Los ojos de Carmela se abrieron de par en par con horror.
—¿Qué quieres decir con contenerte? —exigió ella—. ¡¿Te has estado conteniendo?!
—T-tienes que estar bromeando —dijo Joy desesperadamente—. Tienes que estar de broma.
Pero Casio solo sonrió.
—Ya veremos si bromeo o no.
Sus manos se movieron de nuevo entre sus piernas y sus dedos se hundieron dentro de ellas, y antes de que pudieran siquiera tomar aliento, él ya se estaba moviendo.
Rápido. Profundo. Implacable.
Joy se corrió primero.
—¡Glup!♡~ ¡Chof!♡~ ¡Plic!♡~ ¡Splash!♡~
Luego Carmela.
—¡Plof!♡~ ¡Plaf!♡~ ¡Chof!♡~ ¡Glug!♡~
El líquido brotó de ambas en perfecto unísono, rociando las sábanas, a la otra, a él. Era agua suficiente como para regar un jardín.

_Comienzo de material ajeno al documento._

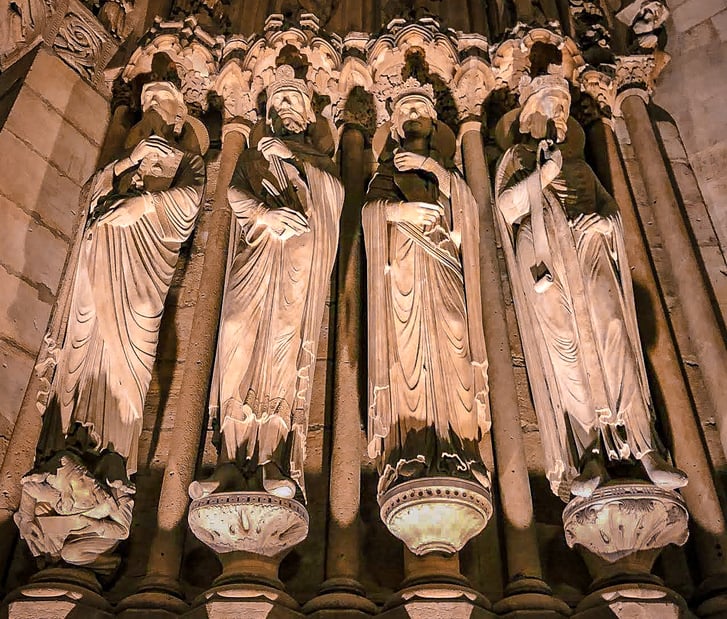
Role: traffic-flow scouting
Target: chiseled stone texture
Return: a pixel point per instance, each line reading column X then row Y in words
column 52, row 135
column 692, row 89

Casio las miró con satisfacción.
—Eso… es solo el principio.
Sacó los dedos y los volvió a meter.
—Les dije que se las haría pagar y siempre cumplo mi palabra.
Se corrieron de nuevo.
Y otra vez.
Y otra vez.
Las píldoras las mantenían hidratadas. Las mantenían conscientes. Las mantenían alerta mientras él las llevaba más y más alto, más allá de cada límite que habían conocido, más allá de cualquier punto de no retorno.
Pero incluso entonces, la visión de Joy se nubló, mientras que los gritos de Carmela se convirtieron en gemidos y luego en silencio.
Sus cuerpos se movían sin su permiso, las caderas sacudiéndose, los muslos temblando, los fluidos brotando a chorros.
Casio las observaba a ambas, su sonrisa nunca se desvanecía.
—Espero que estén listas… —murmuró—. …porque no vamos a parar hasta que hayan aprendido la lección.
Sus dedos se movieron más rápido.
—Hasta que aprendan exactamente lo que pasa cuando me hacen perder el control.